それでも本気で何度も断ってサイモンは頑張って抵抗したのだが「若い娘さんにはちゃんと見合った相手がいるからこんなおじさん……いや、おじいさんは止めなさい」と。

コーデリアも周りに言われて年の差に諦めようとしたらしいのだが……サイモンを恋しがり、心だけでなく身体もやつれていくことに、彼女の本気に――とうとう絆された。

そこにまたドラマはあったというが。

エルヴィンにすでに爵位は移っているし、その後継もまた生まれていてネージェン侯爵家は安泰。サイモンがすでに下地をしっかり作った後であるし。

マイン子爵家は「決して侯爵家の後継には口出し致しません」と、そんな誓いまで。

世間はその年の差に少しだけ話題になったが、相手が侯爵家という身分のことと――コーデリアの方がベタ惚れであったことに毒気抜かれて「お幸せに」という空気になった。世の中、触らぬ神に祟りなし。人の恋路を邪魔するものは何とやら。

野暮という一言でも終わり。

なので。やがて産まれたクラリスは侯爵家の籍には入って後見は受けてはいるが、ネージェン侯爵家の後継の資格はない。

彼女はそういう立場にあった。

サイモンも頑張ってクラリスの結婚まで生きてくれたが――年の差婚とは、そういう辛い別れも覚悟しなければならない。

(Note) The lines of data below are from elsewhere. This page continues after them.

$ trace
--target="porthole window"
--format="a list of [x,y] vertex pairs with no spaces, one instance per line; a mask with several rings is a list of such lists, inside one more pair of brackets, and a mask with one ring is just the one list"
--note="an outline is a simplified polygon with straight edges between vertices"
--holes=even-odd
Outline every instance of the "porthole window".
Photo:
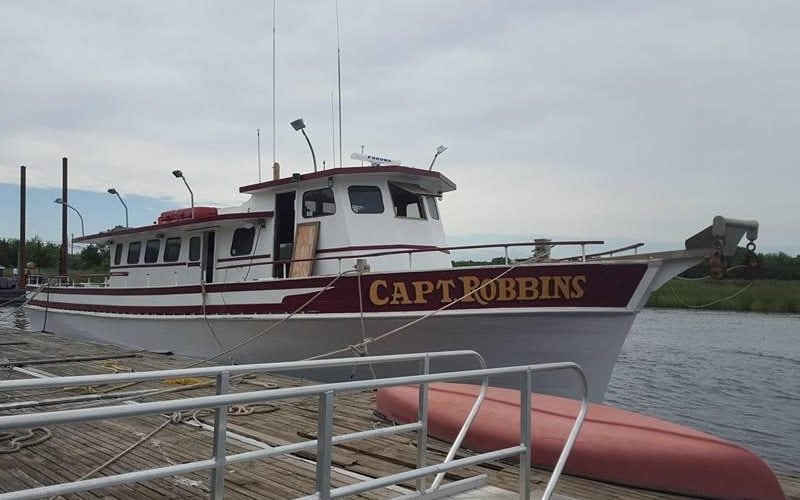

花嫁姿のクラリスに涙を流し、サイモンは息子のエルヴィンと孫のデリックにクラリスの事を頼んで――旅立った。

その誓い通り彼らの後見もあり。

むしろマイン家の跡継ぎとしてクラリスは在ったのだが――。

クラリスは政略もなく結婚することも許されて。母の店で働く貴族の子息と恋に落ちた。

それがネージェン侯爵家の寄り子の、バーディ家に縁ある青年だったのは偶然だったのだが。

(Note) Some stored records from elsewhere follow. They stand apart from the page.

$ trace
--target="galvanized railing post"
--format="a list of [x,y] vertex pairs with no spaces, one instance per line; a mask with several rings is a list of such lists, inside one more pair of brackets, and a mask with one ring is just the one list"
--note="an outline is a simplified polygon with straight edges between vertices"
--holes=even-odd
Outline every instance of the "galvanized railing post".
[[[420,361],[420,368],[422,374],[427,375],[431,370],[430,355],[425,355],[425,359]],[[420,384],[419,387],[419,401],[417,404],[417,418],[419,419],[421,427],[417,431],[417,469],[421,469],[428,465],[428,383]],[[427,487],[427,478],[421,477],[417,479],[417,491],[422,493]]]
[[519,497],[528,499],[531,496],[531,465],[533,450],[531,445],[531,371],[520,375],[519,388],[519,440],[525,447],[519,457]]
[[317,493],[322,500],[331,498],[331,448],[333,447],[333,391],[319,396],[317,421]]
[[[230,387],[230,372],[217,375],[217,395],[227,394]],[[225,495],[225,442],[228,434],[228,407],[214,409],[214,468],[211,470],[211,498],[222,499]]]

彼が事故で亡くなり消沈するクラリスを、繋がり的には歳下の甥ではあったが彼女を妹の様に、同じ侯爵家で育ってきた現ネージェン侯爵デリックが引き取った。クラリスの後見がネージェン侯爵家であるからそれは貴族として義務でもあり。

祖父や父からも頼まれていたからだ。

マイン子爵家はその後もコーデリアが盛り立て、今では伯爵位を頂戴するほどに。

コーデリアはサイモンの隣に立つためにさらに頑張ったのだ。子爵令嬢から成り上がって。

コーデリアはサイモンに心底から惚れていたと再婚もしなかったから、彼女の後はクラリスが継ぐことになっていたのだが。

本来はその母親の跡継ぎとして婿入りしていたクラリスの夫であったが――仕入れに向かった先で崖崩れに巻き込まれた。

悲嘆にくれるクラリスであったが、彼女には母のような商売の才能も、他国に出向く意気もなかった。

なのでマイン伯爵家はコーデリアの弟がかつての予定通り継ぐことになったのだが――。

やっかいになるのに何もしないのは申しわけないと、クラリスは甥の子供たちの家庭教師を請け負った。

彼女の息子のセオドアが学年一位であることからもわかるよう、母親のクラリス自身がとても優秀だったからだ。クラリス自身も学園在学中は高成績をおさめていたという。

クラリス、商売の才能はないが教師の才能はあった。

それを見込まれてバーディ家と形だけの再婚をした。彼女の息子がバーディ家を継ぐ予定が、バーディ家自体が無くなり新たにレトラン家という家が興たのは、また別の話。

そして彼女が頭を下げたのは。

マイン伯爵令嬢がそうした血族であったため。

すなわち母の実家、である。

彼女が跡を継がなかったから母の弟が継ぎ、その弟の孫に当たるのがメアリーだ。

これがマイン伯爵令嬢メアリーが勘違いしているネージェン侯爵家との関係である。